Я вновь закричал, не в силах подняться на ноги. На мой крик тут же выбежала Алисия, а следом за нею Тодд. Лишь коснувшись моего плеча, Алисия увидела тот же ужас. Она вскинула руки к небу. Я заметил, как закатились ко лбу ее глаза, и Алисия рухнула прямиком мне в трясущиеся ладони. Мы повалились оба навзничь. Меня все сильнее бил озноб, и я не мог контролировать свое тело, отбивающее дробь всеми косточками.
Тодд загородил мне обзор кровавой расправы своей громоздкой фигурой и приложил все усилия, чтобы помочь подняться мне и Алисии, повисшей у меня на руках без сознания. Благодаря Тодду я смог встать на ноги, и он помог мне внести в таверну Алисию и уложить ее в кровать в нашей комнате. Она все еще пребывала в обмороке и была неестественно бледна. Я приоткрыл окно и плюхнулся в кресло.

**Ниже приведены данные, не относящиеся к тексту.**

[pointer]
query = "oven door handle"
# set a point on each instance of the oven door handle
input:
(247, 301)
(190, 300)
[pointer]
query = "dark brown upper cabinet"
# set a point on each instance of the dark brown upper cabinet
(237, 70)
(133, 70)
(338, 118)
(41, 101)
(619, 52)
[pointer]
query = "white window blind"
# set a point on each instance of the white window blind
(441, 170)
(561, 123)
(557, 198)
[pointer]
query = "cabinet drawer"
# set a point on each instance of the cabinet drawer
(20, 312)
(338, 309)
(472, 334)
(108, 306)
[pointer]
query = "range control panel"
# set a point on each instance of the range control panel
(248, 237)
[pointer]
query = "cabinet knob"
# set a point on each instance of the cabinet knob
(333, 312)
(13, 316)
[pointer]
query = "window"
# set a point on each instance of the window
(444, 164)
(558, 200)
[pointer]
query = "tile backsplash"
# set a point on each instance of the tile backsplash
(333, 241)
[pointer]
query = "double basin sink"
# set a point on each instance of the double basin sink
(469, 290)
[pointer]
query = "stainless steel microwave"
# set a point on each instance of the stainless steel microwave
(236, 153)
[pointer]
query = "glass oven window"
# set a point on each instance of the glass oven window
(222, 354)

— Скажи мне, Тодд, — я смотрел ему в глаза сквозь пальцы руки, которой я прикрыл свое лицо, как это обычно делают при головной боли. А голова у меня действительно разболелась. — Что за дьявольщина поселилась в этих краях? Кто мог сотворить такое с нашим Рогзи?
— Я предупреждал вас, мистер Ларсон, — смиренно, словно чувствуя за собой вину, проговорил Тодд. — Ночь опасна.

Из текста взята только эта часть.